Silvana? Bahkan Gama ragu apakah masih mencintai wanita itu. Yang dia tahu saat ini, di sisi asistennya itu dia merasa nyaman. Gama tidak mau cepat menyimpulkan ini cinta atau sejenisnya. Dia hanya ingin menjalani apa yang membuatnya merasa nyaman.

"Mungkin saja kamu bisa membuat saya melupakan Silvana." Gama mengangkat bahu.

"Itu sepertinya mustahil. Saya tidak ada apa-apanya dibanding Mbak Silvana," sahut Kirana tersenyum miris. "Mas Gama tenang saja. Saya tidak akan menuntut apa-apa. Jadi jangan merasa terbebani."

"Kirana, bukan begitu maksud saya. Saya—"

"Mas, saya nggak mau membahas soal ini lagi," sela Kirana cepat.

Menikah dengan seorang pria yang masih mencintai wanita lain itu menyakitkan. Kirana ingin menikah dengan seseorang yang bisa membalas cintanya. Dan orang itu bukan Gama.

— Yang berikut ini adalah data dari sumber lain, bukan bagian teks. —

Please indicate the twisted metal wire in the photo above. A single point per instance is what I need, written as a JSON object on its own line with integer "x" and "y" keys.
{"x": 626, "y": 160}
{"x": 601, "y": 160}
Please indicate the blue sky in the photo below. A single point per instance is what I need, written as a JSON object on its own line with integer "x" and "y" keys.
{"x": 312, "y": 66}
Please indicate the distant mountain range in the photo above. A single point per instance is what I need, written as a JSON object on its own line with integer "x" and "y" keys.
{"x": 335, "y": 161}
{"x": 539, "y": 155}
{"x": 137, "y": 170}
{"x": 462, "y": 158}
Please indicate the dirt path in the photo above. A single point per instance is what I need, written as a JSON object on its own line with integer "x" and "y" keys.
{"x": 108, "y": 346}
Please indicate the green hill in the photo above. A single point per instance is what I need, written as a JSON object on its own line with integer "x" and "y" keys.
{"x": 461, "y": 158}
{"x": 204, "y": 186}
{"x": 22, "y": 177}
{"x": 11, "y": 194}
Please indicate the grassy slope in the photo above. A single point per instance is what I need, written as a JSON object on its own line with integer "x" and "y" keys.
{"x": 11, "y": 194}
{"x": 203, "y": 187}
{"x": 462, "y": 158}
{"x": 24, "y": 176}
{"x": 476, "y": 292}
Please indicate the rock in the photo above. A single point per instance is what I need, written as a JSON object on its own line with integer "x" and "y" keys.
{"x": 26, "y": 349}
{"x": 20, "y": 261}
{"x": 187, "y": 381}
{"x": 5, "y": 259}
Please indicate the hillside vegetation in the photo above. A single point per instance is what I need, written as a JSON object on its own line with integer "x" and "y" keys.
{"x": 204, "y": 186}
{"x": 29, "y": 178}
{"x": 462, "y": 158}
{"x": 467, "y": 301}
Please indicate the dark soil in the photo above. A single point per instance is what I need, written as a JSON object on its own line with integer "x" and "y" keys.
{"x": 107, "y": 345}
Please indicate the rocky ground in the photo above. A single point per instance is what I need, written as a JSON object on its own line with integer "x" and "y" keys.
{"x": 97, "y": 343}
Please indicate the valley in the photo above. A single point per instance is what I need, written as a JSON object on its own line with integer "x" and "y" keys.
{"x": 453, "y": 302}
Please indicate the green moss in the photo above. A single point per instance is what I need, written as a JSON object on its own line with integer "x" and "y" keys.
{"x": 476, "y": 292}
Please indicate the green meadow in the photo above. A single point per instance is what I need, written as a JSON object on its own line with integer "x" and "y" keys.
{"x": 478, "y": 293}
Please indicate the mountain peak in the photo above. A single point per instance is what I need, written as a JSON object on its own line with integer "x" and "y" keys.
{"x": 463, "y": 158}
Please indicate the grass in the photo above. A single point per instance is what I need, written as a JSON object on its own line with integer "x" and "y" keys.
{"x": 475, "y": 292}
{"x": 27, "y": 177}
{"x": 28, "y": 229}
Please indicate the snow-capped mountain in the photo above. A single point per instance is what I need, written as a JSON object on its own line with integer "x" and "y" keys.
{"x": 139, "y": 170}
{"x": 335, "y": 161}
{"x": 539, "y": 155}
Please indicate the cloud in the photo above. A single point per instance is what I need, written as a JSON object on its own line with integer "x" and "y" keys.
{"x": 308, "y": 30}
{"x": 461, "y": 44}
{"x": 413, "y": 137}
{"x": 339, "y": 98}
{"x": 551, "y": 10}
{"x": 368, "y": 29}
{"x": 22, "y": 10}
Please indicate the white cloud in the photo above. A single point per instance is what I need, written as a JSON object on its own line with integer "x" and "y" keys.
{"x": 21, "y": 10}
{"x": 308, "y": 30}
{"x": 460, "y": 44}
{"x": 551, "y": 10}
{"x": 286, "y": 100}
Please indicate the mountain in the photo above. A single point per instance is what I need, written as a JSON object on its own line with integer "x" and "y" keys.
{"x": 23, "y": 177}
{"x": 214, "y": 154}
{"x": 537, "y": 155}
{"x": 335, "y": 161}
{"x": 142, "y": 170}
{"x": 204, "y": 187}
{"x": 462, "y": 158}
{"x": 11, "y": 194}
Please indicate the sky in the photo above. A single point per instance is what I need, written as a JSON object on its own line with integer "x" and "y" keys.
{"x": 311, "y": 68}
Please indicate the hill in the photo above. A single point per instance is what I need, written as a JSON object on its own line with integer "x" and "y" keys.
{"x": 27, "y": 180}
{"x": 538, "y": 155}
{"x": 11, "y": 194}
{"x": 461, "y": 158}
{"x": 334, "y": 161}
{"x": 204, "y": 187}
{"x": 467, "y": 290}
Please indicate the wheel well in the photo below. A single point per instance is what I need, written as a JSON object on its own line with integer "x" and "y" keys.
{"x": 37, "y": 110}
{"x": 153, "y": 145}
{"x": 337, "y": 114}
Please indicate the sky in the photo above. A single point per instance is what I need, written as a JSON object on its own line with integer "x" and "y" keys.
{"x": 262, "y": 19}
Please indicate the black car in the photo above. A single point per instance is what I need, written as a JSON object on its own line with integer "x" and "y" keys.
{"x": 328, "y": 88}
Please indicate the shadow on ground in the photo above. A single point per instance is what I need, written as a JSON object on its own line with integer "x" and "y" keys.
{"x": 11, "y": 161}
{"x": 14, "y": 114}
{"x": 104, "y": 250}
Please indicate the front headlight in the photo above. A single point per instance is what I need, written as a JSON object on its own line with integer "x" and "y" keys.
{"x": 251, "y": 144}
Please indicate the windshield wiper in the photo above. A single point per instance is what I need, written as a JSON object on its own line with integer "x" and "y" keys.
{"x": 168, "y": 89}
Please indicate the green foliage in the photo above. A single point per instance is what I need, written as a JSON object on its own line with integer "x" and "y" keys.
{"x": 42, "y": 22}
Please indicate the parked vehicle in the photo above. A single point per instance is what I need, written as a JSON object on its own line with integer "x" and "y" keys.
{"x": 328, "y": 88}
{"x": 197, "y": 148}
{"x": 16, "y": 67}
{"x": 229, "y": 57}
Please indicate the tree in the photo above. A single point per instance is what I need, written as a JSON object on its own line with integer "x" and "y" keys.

Gama menghela napas, lalu memutuskan diam hingga mobil berhenti di teras lobi gedung kampus Kirana.

"Terima kasih buat tumpangannya," ucap Kirana sebelum membuka pintu mobil.

Gama membuang napas kasar begitu Kirana keluar. "Jalan, Pak," pintanya kembali kepada supir di depan.

"Saya tidak menduga Nona Kirana menolak menikah dengan Anda, Tuan." Sosok Sukma muncul. Duduk tepat di tempat yang tadi Kirana duduki.

"Dia tidak menolak. Dia tidak akan bisa menolak. Aku pasti akan menikahinya," sahut Gama penuh dengan keyakinan. "Dia sendiri nanti yang akan memintaku menikahinya."

Bibir Sukma menyeringai. "Tuan terlalu percaya diri. Apa yang membuat Tuan begitu yakin?"

"Entah. Tapi aku yakin dia akan datang dan memintaku menikahinya."

Sukma yang hari ini mengenakan outfit serba gold itu mengangguk-anggukan kepala. "Dia mungkin tidak mau menikahi Tuan, karena Tuan tidak mencintainya. Atau mungkin dia tidak mencintai Tuan."

"Respons tubuhnya tidak berkata begitu."

"Maksud, Tuan?"

Gama berdecak sebal. "Sudahlah, Sukma. Kamu nggak akan paham. Dan daripada kamu membuatku tambah galau, mending kamu bujuk Kirana agar dia mau menikah denganku."

Tanpa Gama duga, penjaganya itu malah tertawa. "Apa Anda lupa, beberapa waktu lalu Anda menolak menikahi Nona Kirana? Kenapa sekarang malah ngebet menikahi dia?"

Pria dengan tatanan rambut lurus ke belakang itu menggeram. "Berisik kamu, Sukma."